Flies tied with dark, neutral colours, like dark grey or black CDC and/or poly-yarn, really stand out in poor light (typically in the early morning and evening, or on cloudy days) and can turn fishing frustration into a high. I experienced the efficacy of this handy trick (showed to me by Jack Kos) in New Zealand a decade ago, in which case we frequently fished in overcast conditions for large brown trout that required accurate placements and perfect, dead drifts. A smallish, pitch black parachute ‘Adams’ worked really well for us and not only was it highly visible in the surface glare, but the trout also seemed to like the little black fly.

 

Black dry flies are easy to spot during the late afternoon surface frenzy.

 

I’ve been playing with smallish, dark or black dries on our waters with surprisingly good results. While browns and rainbows are a given on these flies, I’ve also managed to catch a good number of surface-cruising witvis on them. The dark flies were easy to spot in poor light and the witvis also seemed to be attracted to the small, dark/black dry flies, more so than other colours we tried.

 

Parachute Black & Peacock

Recipe:

Thread – Semperfli Nano Silk 20D Professional Black 24/0 (I purchased this from the StreamX fly shop)

Hook – Mouche #16 nymph/heavy dry 8428

Tail: Black Coq de Leon

Body: Blue peacock eye feather fibre

Parachute: Veniard polypropylene floating yarn, black

Hackle: Whiting black dry fly hackle

Whiting’s long, fairly uniform slender dry fly hackle feathers are ideal for small parachute flies.

Small, black parachute ‘Adams’ type flies worked well for me in New Zealand to catch browns rising actively in the late afternoon glare.

 

Charcoal egg-laying-caddis

Thread – Semperfli Nano Silk 20D Professional Black 24/0

Hook – Mouche #16 nymph/heavy dry 8428

Egg mass – Hareline CDC puff, pale yellow

Abdomen: Cookshill CDC, black

Wing: Cookshill CDC, dark ‘blue dun’ (or black)

Legs: Veniard Centipede Legs Mini, speckled tan (I purchased this from the StreamX fly shop)

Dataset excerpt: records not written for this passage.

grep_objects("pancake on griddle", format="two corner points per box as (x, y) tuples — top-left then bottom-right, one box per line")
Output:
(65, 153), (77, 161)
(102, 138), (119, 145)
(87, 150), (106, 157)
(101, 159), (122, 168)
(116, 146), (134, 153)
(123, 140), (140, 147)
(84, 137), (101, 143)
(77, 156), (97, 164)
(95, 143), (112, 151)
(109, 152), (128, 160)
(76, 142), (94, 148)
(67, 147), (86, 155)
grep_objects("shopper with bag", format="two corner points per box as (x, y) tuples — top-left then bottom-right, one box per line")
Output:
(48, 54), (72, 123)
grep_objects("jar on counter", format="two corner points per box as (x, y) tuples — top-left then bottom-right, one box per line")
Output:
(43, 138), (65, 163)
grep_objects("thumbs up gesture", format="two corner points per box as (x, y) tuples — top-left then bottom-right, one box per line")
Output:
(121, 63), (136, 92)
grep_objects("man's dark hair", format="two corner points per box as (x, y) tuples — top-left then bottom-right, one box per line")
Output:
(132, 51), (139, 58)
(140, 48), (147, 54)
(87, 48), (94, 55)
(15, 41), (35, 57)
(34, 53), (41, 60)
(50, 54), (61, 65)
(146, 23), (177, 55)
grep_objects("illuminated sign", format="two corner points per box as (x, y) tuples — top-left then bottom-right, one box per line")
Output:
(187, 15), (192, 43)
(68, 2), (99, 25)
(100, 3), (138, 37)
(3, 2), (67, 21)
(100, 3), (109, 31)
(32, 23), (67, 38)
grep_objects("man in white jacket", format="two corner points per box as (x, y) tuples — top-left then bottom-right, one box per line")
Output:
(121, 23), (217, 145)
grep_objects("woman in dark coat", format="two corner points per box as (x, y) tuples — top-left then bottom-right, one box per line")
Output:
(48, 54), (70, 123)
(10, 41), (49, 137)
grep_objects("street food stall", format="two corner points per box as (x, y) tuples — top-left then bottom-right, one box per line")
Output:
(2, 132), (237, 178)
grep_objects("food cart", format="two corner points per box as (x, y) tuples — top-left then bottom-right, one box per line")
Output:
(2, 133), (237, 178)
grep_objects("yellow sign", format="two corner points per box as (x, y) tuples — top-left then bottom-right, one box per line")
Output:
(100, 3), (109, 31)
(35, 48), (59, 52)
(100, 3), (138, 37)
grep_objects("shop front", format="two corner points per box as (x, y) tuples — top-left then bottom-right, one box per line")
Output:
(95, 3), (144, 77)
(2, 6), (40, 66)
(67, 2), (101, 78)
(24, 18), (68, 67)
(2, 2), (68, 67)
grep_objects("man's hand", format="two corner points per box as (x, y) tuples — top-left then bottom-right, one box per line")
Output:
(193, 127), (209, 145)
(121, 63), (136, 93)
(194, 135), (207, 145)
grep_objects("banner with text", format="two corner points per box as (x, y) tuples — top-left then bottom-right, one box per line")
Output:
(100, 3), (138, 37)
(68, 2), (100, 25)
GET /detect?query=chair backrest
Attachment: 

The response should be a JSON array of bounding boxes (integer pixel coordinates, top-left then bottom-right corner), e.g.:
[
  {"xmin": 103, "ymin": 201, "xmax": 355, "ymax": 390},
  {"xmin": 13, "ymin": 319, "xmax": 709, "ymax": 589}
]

Oh the fun ‘probing’ the ‘glare’ on large braided rivers for trout in NZ…Not! While spotting fish was almost impossible, the trout eagerly ate small black flies off the surface, as long as the right spots were covered and the drift was right. I learnt the hard way and the fishing was slow, but I also learnt a lot about big browns by fishing blind on large braided systems in NZ. On the other hand, spotting the small black dries was easy and water could be covered quickly. Here Alan Kircher’s into a good fish (hooked right in that glare!).

 

The RBJ (Random Black Job)

Recipe:

Thread – Semperfli Nano Silk 20D Professional Black 24/0

Hook – Daiichi #14-16 D1130 Wide Gape Scud

Body: Rainy’s Hi-Viz Ant Bodies, black with orange tip foam (I purchased this from the StreamX fly shop)

Wing: Cookshill CDC, black

Legs: Veniard Centipede Legs Mini, speckled white (I purchased this from the StreamX fly shop)

The RBJ (Random Black Job), a small terrestrial insect imitation that works well for rising witvis.

 

Witvis (Cape whitefish) are attracted to small, black dries, such as the RBJ – Photo by Platon Trakoshis

 

Winter Brandvlei witvis are good fun on dry flies – Platon Trakoshis letting a good one go.